# lol 2 for 1



## Al-Losaurus (Jul 21, 2009)

seen this at a movie site i go to lol imagine that 2 for 1 










this link was also on the thread probably a good read for fishermen i only checked it out really quick but i definitely liked the part with the hot chicks catching big fish 
https://www.facebook.com/FishingReports


----------



## matti2uude (Jan 10, 2009)

I've done that before with 2 rock bass.


----------



## Al-Losaurus (Jul 21, 2009)

Did you play the lottery that day? lol i would have haha


----------



## Jackson (Jan 30, 2009)

Seen a guy shoot two duck with one shot it was very surprising. The dog didn't know wtf to do lol


----------



## df001 (Nov 13, 2007)

Great uncle in nfld shot his bull moose, the bullet went through and hit the cow that he couldnt see on the other side, the conservation officer said its pretty common, happens a few times each season.


----------



## Kooka (Feb 8, 2011)

LoL, I once caught a small pike on a spoon, and while reeling it in a larger pike latched onto the smaller one. Brought a whole new meaning to the term "double header".


----------



## 50seven (Feb 14, 2010)

df001 said:


> Great uncle in nfld shot his bull moose, the bullet went through and hit the cow that he couldnt see on the other side, the conservation officer said its pretty common, happens a few times each season.

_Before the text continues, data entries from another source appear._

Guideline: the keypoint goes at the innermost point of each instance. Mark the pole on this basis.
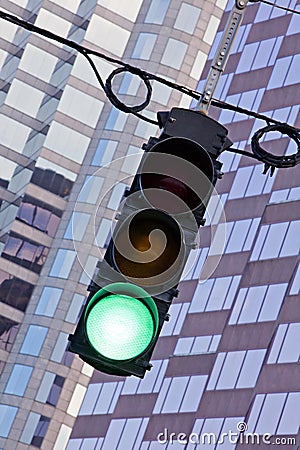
(222, 54)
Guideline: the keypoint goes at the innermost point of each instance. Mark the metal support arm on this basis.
(222, 54)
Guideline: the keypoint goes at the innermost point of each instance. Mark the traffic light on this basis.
(157, 226)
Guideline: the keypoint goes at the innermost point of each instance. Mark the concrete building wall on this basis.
(230, 353)
(59, 135)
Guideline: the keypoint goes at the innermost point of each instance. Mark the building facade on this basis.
(66, 157)
(228, 360)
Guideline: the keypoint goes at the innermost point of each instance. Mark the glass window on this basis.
(178, 312)
(112, 38)
(88, 270)
(247, 57)
(48, 301)
(34, 340)
(263, 53)
(116, 120)
(211, 30)
(267, 409)
(62, 438)
(52, 179)
(187, 18)
(104, 233)
(291, 243)
(286, 345)
(7, 416)
(77, 226)
(108, 398)
(62, 264)
(13, 134)
(290, 422)
(132, 160)
(55, 390)
(242, 230)
(116, 196)
(183, 394)
(214, 294)
(130, 84)
(25, 253)
(104, 152)
(144, 46)
(90, 399)
(76, 400)
(157, 11)
(8, 333)
(30, 427)
(130, 11)
(60, 347)
(39, 215)
(295, 288)
(74, 308)
(40, 431)
(174, 395)
(272, 243)
(45, 387)
(174, 53)
(18, 380)
(124, 433)
(238, 369)
(14, 291)
(193, 393)
(291, 77)
(24, 98)
(67, 142)
(154, 378)
(199, 64)
(294, 24)
(91, 189)
(258, 304)
(80, 106)
(279, 73)
(54, 23)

Wow, at least the warden was good about it; I hear that they can be pretty hard sometimes. 

Reminds me of a story my hunting instructor told us that when he went duck hunting one day, him and his partner both bagged their limit without firing a single shot: There were other hunters in the area emptying out their massive stockpile of ammo. My instructor's dog went out and fetched everybody else's birds and brought them back to his master


----------